Per colmare queste carenze, diversi paesi hanno intrapreso lo sviluppo di missili antiaerei di dimensioni ridotte destinati a combattere i droni leggeri oltre il perimetro coperto dai cannoni antiaerei. L'obiettivo è fornire una risposta economicamente sostenibile per abbattere droni che, nella migliore delle ipotesi, costano solo poche decine di migliaia di dollari, dove il più piccolo missile terra-aria del tipo Manpad supera gli 80.000 dollari per unità. Tuttavia, riducendo le dimensioni dei missili, riduciamo la portata e la precisione del sistema di guida. Infatti, ad oggi, non è noto se questo approccio, adottato in particolare dalla Russia, sia davvero una soluzione praticabile ed efficace, o se sia un vicolo cieco tecnologico.

Conclusione

Come possiamo vedere, non esiste una soluzione definitiva in grado di affrontare pienamente la minaccia rappresentata dai droni leggeri e medi e dai loro derivati ​​vaganti di tipo munizioni. Sebbene i sistemi di disturbo abbiano rappresentato una prima risposta a breve termine, è probabile che la loro efficacia militare tenderà a diminuire man mano che i droni si evolvono per aumentare le loro capacità in quest'area. L'artiglieria antiaerea è sempre una soluzione efficace e relativamente semplice da implementare purché i sistemi di rilevamento e avvistamento siano adatti a questo tipo di bersaglio, ma possa coprire solo una parte della minaccia in un perimetro. Le armi a microonde, invece, sono estremamente specializzate, e possono solo fornire una soluzione specifica ad una precisa esigenza, anche se in questo campo non hanno eguali.

la capacità di far evolvere i droni a sciami è ancora sperimentale, ma costituirà nel prossimo futuro una componente decisiva delle capacità offensive dei grandi eserciti moderni

Le armi basate su laser ad alta energia sembrano, invece, fornire le migliori risposte in questo campo, anche se non sono nemmeno prive di vincoli, e se ancora non sappiamo che sarà la resistenza al combattimento. Tuttavia, molti eserciti, al di là delle forze americane che stanno sviluppando ben 4 programmi laser ad alta energia contemporaneamente, hanno deciso di intraprendere questa strada, sia per proteggere le proprie forze di terra che per le proprie unità navali. Inoltre, anche i vincoli meteorologici sopra menzionati possono essere ridotti quando il laser rispetta determinate frequenze, in modo che possano fornire una protezione efficace anche quando le condizioni meteorologiche sono sfavorevoli, tanto più che le cattive condizioni ostacolano pesantemente anche l'implementazione di droni leggeri.
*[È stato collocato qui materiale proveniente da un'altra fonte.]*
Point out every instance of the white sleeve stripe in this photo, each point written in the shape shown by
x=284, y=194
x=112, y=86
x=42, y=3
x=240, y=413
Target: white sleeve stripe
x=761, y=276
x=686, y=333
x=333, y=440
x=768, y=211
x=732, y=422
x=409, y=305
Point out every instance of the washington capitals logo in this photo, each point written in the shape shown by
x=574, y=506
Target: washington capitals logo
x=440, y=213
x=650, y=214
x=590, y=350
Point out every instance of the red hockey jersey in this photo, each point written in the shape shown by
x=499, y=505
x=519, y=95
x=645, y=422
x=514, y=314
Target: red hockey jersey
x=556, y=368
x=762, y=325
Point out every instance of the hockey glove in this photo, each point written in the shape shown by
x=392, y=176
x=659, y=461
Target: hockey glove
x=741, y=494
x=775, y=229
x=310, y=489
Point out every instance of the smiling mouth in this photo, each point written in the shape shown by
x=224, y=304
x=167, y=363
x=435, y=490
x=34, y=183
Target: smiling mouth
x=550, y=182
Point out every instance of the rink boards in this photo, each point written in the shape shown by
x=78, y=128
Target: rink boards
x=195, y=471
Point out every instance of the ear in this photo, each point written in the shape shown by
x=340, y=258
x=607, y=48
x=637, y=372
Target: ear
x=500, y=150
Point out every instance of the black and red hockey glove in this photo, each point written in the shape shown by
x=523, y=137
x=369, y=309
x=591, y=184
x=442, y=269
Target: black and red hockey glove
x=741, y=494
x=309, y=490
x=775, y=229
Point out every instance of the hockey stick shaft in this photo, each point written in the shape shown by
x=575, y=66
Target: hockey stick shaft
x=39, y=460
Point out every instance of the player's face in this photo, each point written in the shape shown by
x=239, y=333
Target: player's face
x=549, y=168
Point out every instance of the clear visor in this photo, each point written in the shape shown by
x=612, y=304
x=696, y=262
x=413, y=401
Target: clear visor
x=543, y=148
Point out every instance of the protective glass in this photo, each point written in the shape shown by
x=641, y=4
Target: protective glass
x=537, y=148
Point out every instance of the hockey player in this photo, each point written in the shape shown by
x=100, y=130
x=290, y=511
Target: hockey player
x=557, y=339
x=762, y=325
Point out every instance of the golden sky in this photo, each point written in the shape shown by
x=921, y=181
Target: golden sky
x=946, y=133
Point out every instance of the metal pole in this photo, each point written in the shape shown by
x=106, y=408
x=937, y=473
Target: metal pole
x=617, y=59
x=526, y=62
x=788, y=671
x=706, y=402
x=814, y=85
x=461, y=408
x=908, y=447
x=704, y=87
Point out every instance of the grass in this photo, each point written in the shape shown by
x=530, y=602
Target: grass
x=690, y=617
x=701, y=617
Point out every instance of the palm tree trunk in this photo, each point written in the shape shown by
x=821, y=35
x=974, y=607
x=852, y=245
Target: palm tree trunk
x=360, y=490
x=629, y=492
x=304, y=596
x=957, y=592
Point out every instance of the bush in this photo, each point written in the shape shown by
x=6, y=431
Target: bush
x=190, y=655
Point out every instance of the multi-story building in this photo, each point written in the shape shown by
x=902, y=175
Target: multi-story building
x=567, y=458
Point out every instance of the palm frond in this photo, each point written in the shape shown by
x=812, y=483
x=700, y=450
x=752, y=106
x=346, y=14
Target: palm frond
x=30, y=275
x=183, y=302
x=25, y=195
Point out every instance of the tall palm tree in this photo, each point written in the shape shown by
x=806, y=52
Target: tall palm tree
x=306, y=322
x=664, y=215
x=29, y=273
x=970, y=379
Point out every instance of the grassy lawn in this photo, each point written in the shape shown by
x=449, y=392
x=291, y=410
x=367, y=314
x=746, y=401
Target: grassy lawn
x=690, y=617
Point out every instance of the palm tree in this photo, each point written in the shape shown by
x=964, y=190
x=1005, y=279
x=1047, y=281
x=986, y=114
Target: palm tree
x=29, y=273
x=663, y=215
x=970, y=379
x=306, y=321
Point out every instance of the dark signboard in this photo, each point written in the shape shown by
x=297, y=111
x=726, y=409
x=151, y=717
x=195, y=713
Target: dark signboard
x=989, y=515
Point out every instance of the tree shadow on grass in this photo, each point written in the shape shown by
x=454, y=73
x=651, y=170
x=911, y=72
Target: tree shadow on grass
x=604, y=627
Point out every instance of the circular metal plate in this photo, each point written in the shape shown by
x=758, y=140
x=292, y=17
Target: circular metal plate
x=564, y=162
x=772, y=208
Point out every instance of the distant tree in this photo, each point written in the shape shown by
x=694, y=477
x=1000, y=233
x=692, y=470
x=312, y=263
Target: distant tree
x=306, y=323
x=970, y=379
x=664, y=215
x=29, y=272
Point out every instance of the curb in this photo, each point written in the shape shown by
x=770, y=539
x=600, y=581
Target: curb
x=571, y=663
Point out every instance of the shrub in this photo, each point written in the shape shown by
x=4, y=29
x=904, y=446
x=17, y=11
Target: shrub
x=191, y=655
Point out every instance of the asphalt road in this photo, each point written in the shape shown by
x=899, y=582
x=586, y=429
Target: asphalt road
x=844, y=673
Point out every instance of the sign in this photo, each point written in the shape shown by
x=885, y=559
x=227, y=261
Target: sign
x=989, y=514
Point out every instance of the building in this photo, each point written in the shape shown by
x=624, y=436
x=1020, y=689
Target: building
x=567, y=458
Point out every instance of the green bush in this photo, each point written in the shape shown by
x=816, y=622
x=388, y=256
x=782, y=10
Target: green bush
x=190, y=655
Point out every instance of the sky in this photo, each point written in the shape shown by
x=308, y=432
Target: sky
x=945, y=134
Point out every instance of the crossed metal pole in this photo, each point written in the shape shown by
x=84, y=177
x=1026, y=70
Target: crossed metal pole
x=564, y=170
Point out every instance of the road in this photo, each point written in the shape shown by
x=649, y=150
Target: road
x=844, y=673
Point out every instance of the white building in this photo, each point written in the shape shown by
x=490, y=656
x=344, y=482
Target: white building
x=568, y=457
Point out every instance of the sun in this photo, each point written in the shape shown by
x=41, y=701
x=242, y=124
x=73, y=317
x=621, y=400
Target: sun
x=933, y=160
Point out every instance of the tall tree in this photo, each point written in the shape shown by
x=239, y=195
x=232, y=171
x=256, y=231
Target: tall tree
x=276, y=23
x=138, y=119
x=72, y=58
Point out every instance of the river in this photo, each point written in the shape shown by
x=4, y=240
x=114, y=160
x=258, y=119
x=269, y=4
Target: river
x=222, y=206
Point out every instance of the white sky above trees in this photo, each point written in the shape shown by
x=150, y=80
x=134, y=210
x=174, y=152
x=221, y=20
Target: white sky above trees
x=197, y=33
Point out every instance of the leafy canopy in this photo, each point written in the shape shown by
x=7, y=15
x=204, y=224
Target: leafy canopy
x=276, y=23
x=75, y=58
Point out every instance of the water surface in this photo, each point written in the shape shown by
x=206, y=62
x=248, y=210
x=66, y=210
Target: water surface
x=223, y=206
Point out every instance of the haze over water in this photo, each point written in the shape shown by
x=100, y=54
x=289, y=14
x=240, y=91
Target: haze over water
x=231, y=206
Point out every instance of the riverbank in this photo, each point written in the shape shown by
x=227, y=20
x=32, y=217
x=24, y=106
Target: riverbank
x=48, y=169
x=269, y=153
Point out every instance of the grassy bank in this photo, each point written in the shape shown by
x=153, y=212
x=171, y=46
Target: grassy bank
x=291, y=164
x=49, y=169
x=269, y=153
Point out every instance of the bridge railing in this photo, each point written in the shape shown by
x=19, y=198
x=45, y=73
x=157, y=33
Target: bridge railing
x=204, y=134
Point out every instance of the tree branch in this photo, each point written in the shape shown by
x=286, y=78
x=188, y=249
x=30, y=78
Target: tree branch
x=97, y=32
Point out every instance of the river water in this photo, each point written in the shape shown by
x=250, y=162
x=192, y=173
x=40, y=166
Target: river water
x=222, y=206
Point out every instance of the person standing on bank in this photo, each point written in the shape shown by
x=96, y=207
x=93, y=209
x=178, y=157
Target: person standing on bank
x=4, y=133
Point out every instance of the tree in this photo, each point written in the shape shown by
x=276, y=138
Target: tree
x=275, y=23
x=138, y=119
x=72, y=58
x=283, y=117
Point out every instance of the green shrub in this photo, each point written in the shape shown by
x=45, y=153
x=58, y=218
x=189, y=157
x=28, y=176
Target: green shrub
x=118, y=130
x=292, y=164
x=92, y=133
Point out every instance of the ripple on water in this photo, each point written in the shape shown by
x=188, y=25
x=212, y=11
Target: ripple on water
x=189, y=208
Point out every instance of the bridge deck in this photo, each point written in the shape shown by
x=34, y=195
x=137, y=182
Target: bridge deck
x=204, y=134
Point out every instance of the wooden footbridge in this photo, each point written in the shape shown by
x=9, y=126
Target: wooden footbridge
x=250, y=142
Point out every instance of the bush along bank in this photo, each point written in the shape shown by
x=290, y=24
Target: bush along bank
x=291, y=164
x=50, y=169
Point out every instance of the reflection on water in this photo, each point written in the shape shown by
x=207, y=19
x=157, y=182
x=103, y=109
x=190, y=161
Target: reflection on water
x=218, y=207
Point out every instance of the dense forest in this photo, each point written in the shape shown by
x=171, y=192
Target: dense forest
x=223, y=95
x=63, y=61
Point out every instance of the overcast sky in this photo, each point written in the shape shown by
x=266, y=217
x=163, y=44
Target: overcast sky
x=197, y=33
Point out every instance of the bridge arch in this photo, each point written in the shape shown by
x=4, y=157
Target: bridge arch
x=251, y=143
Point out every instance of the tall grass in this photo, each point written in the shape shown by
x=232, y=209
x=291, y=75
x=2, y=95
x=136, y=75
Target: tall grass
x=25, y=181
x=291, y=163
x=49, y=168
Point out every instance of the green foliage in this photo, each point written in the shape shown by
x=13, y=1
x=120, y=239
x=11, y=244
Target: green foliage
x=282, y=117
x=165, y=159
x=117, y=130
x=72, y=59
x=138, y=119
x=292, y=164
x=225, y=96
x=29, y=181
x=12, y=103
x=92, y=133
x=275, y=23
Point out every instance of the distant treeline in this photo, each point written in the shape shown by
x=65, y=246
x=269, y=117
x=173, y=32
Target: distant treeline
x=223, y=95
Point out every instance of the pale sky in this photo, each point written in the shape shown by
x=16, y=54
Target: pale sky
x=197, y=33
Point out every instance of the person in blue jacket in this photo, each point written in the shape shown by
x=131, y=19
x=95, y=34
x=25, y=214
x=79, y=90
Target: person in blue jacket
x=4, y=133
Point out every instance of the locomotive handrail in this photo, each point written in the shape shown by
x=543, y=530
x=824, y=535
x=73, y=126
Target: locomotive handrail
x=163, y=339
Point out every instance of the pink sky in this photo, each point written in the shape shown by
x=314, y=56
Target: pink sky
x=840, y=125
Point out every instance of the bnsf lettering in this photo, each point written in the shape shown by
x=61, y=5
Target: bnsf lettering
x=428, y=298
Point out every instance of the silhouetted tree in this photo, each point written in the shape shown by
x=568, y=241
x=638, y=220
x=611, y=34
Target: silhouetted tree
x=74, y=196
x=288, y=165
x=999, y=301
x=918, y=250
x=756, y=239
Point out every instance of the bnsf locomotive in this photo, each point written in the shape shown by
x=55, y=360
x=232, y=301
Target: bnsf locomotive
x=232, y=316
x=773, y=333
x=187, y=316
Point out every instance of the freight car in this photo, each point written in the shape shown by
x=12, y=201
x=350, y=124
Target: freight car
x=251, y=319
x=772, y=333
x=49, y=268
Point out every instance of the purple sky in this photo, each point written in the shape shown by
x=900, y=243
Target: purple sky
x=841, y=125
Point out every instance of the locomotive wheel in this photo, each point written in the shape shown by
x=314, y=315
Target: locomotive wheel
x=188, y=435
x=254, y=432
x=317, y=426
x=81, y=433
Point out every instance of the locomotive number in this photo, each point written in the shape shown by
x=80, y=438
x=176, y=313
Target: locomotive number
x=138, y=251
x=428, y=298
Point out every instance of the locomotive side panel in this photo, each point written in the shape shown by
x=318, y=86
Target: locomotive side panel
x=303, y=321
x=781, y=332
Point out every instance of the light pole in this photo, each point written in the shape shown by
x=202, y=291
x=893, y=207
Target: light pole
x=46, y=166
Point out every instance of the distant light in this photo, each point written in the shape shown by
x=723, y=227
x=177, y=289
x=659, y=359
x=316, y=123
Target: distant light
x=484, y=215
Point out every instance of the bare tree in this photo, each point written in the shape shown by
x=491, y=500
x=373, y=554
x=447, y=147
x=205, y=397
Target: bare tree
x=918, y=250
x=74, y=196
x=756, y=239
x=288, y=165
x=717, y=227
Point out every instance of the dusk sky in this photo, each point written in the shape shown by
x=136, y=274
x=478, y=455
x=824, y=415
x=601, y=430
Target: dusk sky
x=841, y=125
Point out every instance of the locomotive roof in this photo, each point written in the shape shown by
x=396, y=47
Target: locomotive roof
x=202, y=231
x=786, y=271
Resta il fatto che, oggi, la stragrande maggioranza dei programmi di questo tipo è ancora sperimentale, anche se il Guardian dell'esercito americano dovrebbe entrare in servizio quest'anno in numero limitato, mentre la minaccia rappresentata dai droni e dalle munizioni vagabonde è bella e ben presentata , e in rapida crescita. In questo campo, come in quello dei droni leggeri e delle munizioni erranti, gli eserciti europeo in generale, e quello francese in particolare, sono ancora una volta indietro, mentre si congratulano per aver ricevuto veicoli blindati che saranno dotati di IED jammer in prossimi anni. Probabilmente è essenziale, per sopperire al ritardo e cercare di riconquistare il predominio tecnologico in alcuni ambiti chiave, che i cicli decisionali e finanziari all'interno degli eserciti siano rivisti in profondità, anche a costo di offendere certe sensibilità, fallire che paesi più opportunisti come Israele, Corea del Sud o Cina conquisteranno quote di mercato sempre maggiori negli anni a venire.